[ARTICLE] This study extends the classic "traveling salesman" problem by allowing for variable-sized targets and rewards, aiming to find the most efficient route that maximizes collected benefits while minimizing travel distance.

by Claudia Archetti (ESSEC Business School), Andrea Di Placido, Bruce Golden, Carmine Cerrone

This paper studies a generalization of the close enough traveling salesman problem referred to as the generalized close enough traveling salesman problem (GCETSP). The canonical problem contains a set of customers, each associated with an area (neighborhood) that is generally circular. In the GCETSP, each customer is associated with a set of disks with different radii. Having multiple disks around the customer allows us to model several real-world applications, in which a higher benefit is gained by more closely approaching each target. A prize is assigned to each disk and is collected if the disk is traversed.
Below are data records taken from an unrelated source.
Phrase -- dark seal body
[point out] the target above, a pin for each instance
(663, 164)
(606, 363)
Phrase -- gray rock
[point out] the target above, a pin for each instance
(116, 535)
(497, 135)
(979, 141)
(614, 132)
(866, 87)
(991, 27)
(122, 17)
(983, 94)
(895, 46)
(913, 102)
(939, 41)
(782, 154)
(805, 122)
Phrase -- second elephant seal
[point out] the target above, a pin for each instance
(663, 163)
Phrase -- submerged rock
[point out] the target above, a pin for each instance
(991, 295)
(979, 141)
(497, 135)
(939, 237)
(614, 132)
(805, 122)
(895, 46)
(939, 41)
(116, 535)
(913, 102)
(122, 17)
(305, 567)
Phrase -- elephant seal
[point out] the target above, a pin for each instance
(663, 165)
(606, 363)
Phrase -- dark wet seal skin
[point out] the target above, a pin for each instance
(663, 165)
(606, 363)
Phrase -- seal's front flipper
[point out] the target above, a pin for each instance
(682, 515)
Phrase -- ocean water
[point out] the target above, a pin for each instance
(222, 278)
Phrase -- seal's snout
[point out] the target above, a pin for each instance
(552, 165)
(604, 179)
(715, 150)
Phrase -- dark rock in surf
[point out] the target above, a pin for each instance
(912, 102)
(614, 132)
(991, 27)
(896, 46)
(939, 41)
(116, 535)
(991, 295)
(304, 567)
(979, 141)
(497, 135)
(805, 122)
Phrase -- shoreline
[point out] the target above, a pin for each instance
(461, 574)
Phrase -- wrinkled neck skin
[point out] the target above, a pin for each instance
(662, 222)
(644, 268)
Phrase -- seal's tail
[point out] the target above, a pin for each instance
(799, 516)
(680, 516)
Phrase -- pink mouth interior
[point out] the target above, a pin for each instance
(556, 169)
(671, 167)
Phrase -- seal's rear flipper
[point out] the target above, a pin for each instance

The goal is to determine the route that visits each customer and the depot and maximizes the difference between the total collected prize and the route length. The total collected prize is given by the sum of the customer prices’ associated with the innermost disk traversed by the route. We propose a heuristic algorithm and an evolutionary approach, specifically, a genetic algorithm (GA), to solve this problem. We evaluate the GA’s performance on instances generated from benchmark CETSP and TSP instances. We then compare GA solutions with CETSP solutions and solutions obtained through an alternative approach based on pre-selecting intersection points with customers’ disks. The results show that the GA can identify high-quality solutions with a short computing time.